Nucleotide exchange assays were performed for 2’/3′-O-(N-Methyl-anthraniloyl)-guanosine-5′-triphosphate (mant-GTP) or mant-GDP. Mant-GTP and GDP stocks were purchased as 5 mM stocks from Invitrogen. To measure nucleotide exchange at 37°C, we generated a protein mixture containing 1.6 μM K-RAS, 52.5 mM Tris pH 7.5, 52.5 mM NaCl, 5.25 mM MgCl₂, 4.2 mM DTT and varying concentrations of SOS1 at a final volume of 140 μL, and a second mixture containing 225 μM of mant-GTP or GDP, 48.6 mM Tris, 48.6 mM NaCl, 4.9 mM MgCl₂, 1.9 mM DTT at pH7.5 at a final volume of 10 μL. The two mixtures were placed in the black-walled 96-well plate, wrapped in foil, and incubated in the dark for 30–40 min. Once combined, measurement of nucleotide exchange was taken every 65 s for 2 h at 37°C. Measurement of mant-nucleotide association with K-RAS was done by excitation at 360nm, detection of fluorescent emission at 440nm, and subtraction of a reference reaction lacking K-RAS protein. Replicate measurements of hydrolysis and nucleotide exchange were used to determine an apparent first-order rate constant (k_obs) using the program GraphPad Prism (Notredame et al., 2000).
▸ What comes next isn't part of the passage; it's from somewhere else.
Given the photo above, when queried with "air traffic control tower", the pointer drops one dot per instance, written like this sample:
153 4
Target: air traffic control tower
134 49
Measurement of K-RAS^A59T in cells and transformation experiments

Measurement of autophosphorylation in response to human Epidermal Growth Factor (hEGF) or insulin signaling was done using SNU-175 cells seeded at a starting density of 7.5×10⁵ cells/well in a 6-well plate, allowed to adhere overnight, and then serum starved for 24 h. After serum starvation, induction was done by either addition of vehicle (BSA suspended in HEPES), 1.5 μg/mL of hEGF, or 5 μg/mL of insulin. To measure changes in K-RAS autophosphorylation, cells were lysed at different times in the following manner. First, cells were gently washed once with 1 mL of phosphate buffered saline solution (PBS). Next, 150 μL of radioimmunoprecipitation assay (RIPA) buffer was applied to the well and lysis was allowed to proceed for 15 min at 4°C with gentle rocking. Cell lysate was collected and clarified by high-speed centrifugation at 4°C for 15 min before flash freezing in liquid nitrogen and storage at −80°C. For K-RAS knockdown experiments, shRNA in the pLKO-tet plasmid vector targeting KRAS, or GFP as a negative control, was obtained from Addgene and lentivirus was produced as in Ref. (Shao et al., 2014) using HEK293t cells. SNU-175 cells were infected for 24 h and allowed to expand for 1 week before selection with puromycin. For K-RAS knockdown experiments, puromycin selected cells were seeded at a starting density of 5×10⁴ cells/well in a 24-well plate. Cells were allowed to adhere overnight before induction of shRNA against KRAS using RPMI 1640 media supplemented with 2 μg/mL of doxycycline. To monitor changes in K-RAS autophosphorylation in response to KRAS knockdown, cells were lysed every 24 h using the same method as above. To measure the effect of K-RAS knockdown on SNU-175 cell proliferation, parental SNU-175 cells, or cells infected with shRNA suppressing K-RAS or GFP, were grown for 1 week at 2 μg/mL of doxycycline. After one week, 50,000 cells/well were seeded in 24-well plates and allowed to grow for 13 days. A doxycycline positive and negative set of proliferation experiments were performed in parallel.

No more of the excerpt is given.